Saturday

Bootstrapping

You better believe you have to become a bootstrapping artist if your small business is going to survive. You have to learn to improvise, make things up as you go along, innovate, create and adapt.

One of the areas that will require the most bootstrapping is money (currency, capital, revenues, whatever you want to call it). For some small business people, raising money is as simple as getting a venture capitalist to fund their initial start up (and maybe even continue to pump money into the business as it progresses). But the trouble with venture capitalists is that they often own a big piece of the business and you can’t get rid of them. They often want to sit on the board, dictate business strategy, and otherwise tell you how to run the show. There is nothing wrong with this. It is just that for some small business people, it is not how they want to run their business. They want to call the shots.

Calling the shots, therefore, will mean bootstrapping. How can you raise money without a venture capitalist? Strong marketing, more sales, higher revenues? Tapping personal assets like retirement accounts and real estate? Leveraging? Selling the family jewelry? Getting a loan from the SBA (Small Business Association)? Operating in the red till it turns green? Whatever the plan, it’s called bootstrapping. Small businesses will have to do at least some of this, if not a lot, given the situation right now in the economy and with the banks.

Do you know that many entrepreneurs consider themselves bootstrappers? Look at Google. Sergey Brin and Larry Page did not use venture capitalists to fund Google. They bootstrapped. They economized, used equipment they already owned, tapped their credit cards for funds. They did not go to venture captitalists. Now look at them?

Other entrepreneurs bootstrapped by offering equity stakes in the company in lieu of having to come up with cash for products and services they needed in the start up phase of the business.
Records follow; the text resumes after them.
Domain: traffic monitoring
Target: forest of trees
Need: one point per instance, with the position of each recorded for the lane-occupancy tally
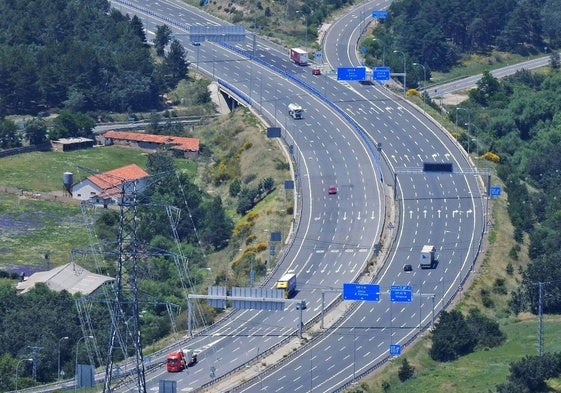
(81, 56)
(438, 34)
(518, 118)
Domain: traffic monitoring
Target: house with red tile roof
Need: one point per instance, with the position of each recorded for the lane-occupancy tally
(110, 187)
(180, 146)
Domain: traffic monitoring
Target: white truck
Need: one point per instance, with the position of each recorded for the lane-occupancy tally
(299, 56)
(295, 111)
(428, 257)
(288, 284)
But sometimes, when you are starting with "nothing," you don't have a choice. You either get a venture capitalist, or you find ways to bootrap.

The great thing about today's reality, is that you can start a business from any Starbucks. You don't need a fixed office for most types of businesses, so you can save a ton of money right there on overhead costs (one of the biggest expenses for startups). If you have a laptop and a cell phone, that is literally all you need. You can literally be sitting in the sculpture wing of the Metropolitan Museum of Art while communicating with customers in Tel Aviv or Mumbai. That is bootstrapping right there at it's most glorious.